Por Leonardo Sabbatella

En una disquería ubicada dentro de una galería del centro, uno de esos lugares que parecen escondidos como si fueran una cueva en el medio de la ciudad, encontré una remera de New Order con la estampa del disco Movement (1981). Casi como si se tratara de un objeto que conforma parte de una identidad, de algo que habla por uno e indica de donde proviene, me llevé la remera sin dudarlo, representaba para mí algo misterioso y difícil de explicar.

El arte de tapa de Movement estaba compuesta por una tipografía con las terminaciones en punta, números que marcaban la fecha y una organización geométrica (líneas rectas y puntos) que parecía corresponderse con una estética al mismo tiempo de laboratorio y de parque industrial. Quizás esas fueran las dos grandes zonas en la que se movería la banda inglesa conjugando en el mismo movimiento suburbios y experimentación.

El de New Order es un sonido de Metrópoli. Y Movement es el disco que marca el punto de pasaje, la transición, entre Joy División y el sonido tecno que terminaría por caracterizar a la banda de Manchester. Un disco de las afueras de la ciudad y de los centros abandonados, de hombres fumando bajo un techo de chapa protegiéndose de la lluvia, de autopistas y rieles, de oficinas con el aire viciado y habitaciones de camas revueltas y ropa desparramada por el piso, de discos apilados en un pequeño escritorio con una lámpara que es la única luz en las horas de insomnio.

Vi dos veces a New Order en vivo. Para asistir al primer show tuve que faltar al cumpleaños de quince años de mi prima (adoptada y que se revelaría años más tarde como una experta en desfalcos). Era difícil explicarle a mi madre durante la discusión qué representaba New Order, la oportunidad imprevista de escucharlos, el valor insondable de ser testigo de esa noche. Nadie me creyó que ya tuviera la entrada comprada. No fue un gran recital, era incompatible la vitalidad de su música con sus cuerpos ya débiles y viejos. Igual fue una experiencia emocionante, hasta hubo tiempo para que tocaran temas de Joy Division. Después de ese recital se separaron en su formación clásica y recién años más tarde regresaron pero ya sin el carismático Peter Hook en el bajo, de todos modos fui a verlos. Esa fue la segunda vez.

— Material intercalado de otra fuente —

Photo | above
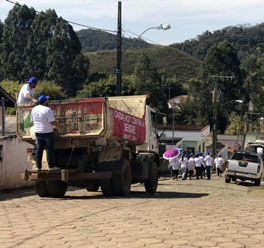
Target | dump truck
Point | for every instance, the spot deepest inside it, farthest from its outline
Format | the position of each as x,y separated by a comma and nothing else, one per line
107,142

Me inicié en New Order escuchándolos en la casa de un amigo, en una habitación de paredes azules. Tomábamos latas de cerveza que enfriaba en una pequeña heladera de bajo mesada. Buscó entre los discos y eligió uno (creo que Substance), antes de ponerlo advirtió que ese sería un momento importante. El disco, tengo el recuerdo, me pareció un objeto fuera del tiempo, no sonaba ni viejo ni nuevo, como si estuviera ubicado en otra dimensión del tiempo. Me hizo prestar atención a determinados pasajes de las canciones: “escuchá los arreglos acá”, “mirá cómo entra la guitarra”. Fue la primera vez que escuché a New Order. Con él aprendí a escuchar música y descubrí que esos sonidos que de una manera extraña me imaginaba existían en algún lugar. Se trató del descubrimiento de un tipo de vitalidad desconcertante, de la melancolía pop, de que se podían bailar las penas. En esa habitación azul conocí la guitarra exquisita de Bernard Sumner y el bajo preponderante de Peter Hook que ya nunca podría olvidar ni dejar de reconocer.

New Order: baile y extrañeza, sintetizadores y puesta en paréntesis del mundo. La búsqueda de un sonido que llegue más lejos cuando el rock existente se volvía obsoleto e inofensivo. Y por sobre todo que siempre es mejor bailar.//z

Leonardo Sabbatella nació en Buenos Aires en 1986. Publicó las novelas El modelo aéreo (Mardulce, 2012)  y El pez rojo (Mardulce, 2014). Colaboró en revistas culturales con artículos y entrevistas a escritores.